Long-Term Relationships and Marriage • cycloneblade45 • 6d ago

[28F] [27M] in a long-term relationship for 11 years. I identify as male.

I’ve been in a long-term relationship for 11 years, and we share a lot of experiences together. We've traveled and done so much that most people might not accomplish in a lifetime. I truly enjoy life with her. Recently, while having a drink, I tried to open a bottle of LALO tequila that had frozen water on the side. After several unsuccessful attempts to remove the cork, I tried using a spoon for leverage, but it was too small to be effective. After a few minutes, one of our mutual female friends offered to help and easily opened it. The next day, my girlfriend expressed that the whole situation gave her the "ick." She felt like I didn’t put in enough effort and mentioned that this kind of thing had happened before. I honestly didn’t think it was that big of a deal and was unaware of other instances she was referring to. To give you some context, I grew up without a father figure and was often treated like a “Mexican son” by my mom and grandmother, which I know played a role in how I look at things. She then told me that she wants a partner who can protect her and show strength. I admit that my first instinct was to feel upset because I believe I'm a good partner—I'm almost finished with my medical degree, dedicate myself to her, and do my best to provide for us, whether it’s with food, vacations, or anything else.

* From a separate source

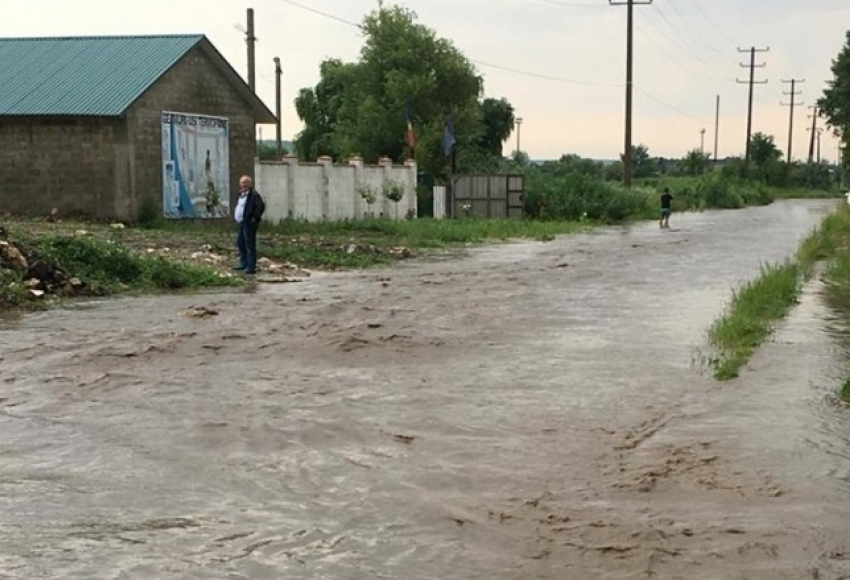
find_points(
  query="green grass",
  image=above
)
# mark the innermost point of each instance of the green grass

I work part-time while in school, and although she has a solid job and is independent, she currently rents with her sister. She also reminded me of a conversation from a year ago where I said I wanted to get in shape for her. However, my commitments to school and work keep me occupied five days a week from 9 to 6, plus I need to study for three to four hours each day. I’d appreciate any advice or different perspectives on this situation. I’m feeling quite lost and hurt by it all. If you could indicate whether you’re male or female and your age, that would help me understand various viewpoints better. Please feel free to be honest.


raven727 • 6d ago
It sounds like you're facing a disconnect in expectations within your relationship. Your girlfriend values physical strength and problem-solving in ways you might not prioritize, while you're focused on long-term goals and providing support. Communication is key—discuss your feelings and understand hers better. Balancing personal growth with relationship dynamics can be challenging, but addressing these issues together can strengthen your bond.
wolfsoulsniper81 • 6d ago
I'm a female in my 30s. It sounds tough! Talk openly to her. Share your feelings and listen to hers. Communication is key!
astroorbit75 • 6d ago
It sounds tough! Maybe talk openly about expectations and feelings. Communication is key. Keep it honest!
infernoguardian51 • 6d ago
It sounds like you're feeling frustrated and hurt by your girlfriend's reaction. Given your busy schedule with school and work, it’s understandable that you might not have been able to put as much effort into physical fitness or certain household tasks. Have you had a chance to discuss with her how your commitments impact your ability to meet her expectations, and have you considered asking her what specific actions or qualities she feels would show you are protecting and supporting her?
bear435 • 6d ago
I’m a woman in my 30s. It sounds tough! Maybe talk openly with her about your feelings and struggles. Communication is key!
aaronelijah • 6d ago
I'm a 30F, and I get it; communication is key! Maybe talk to her about feelings and expectations.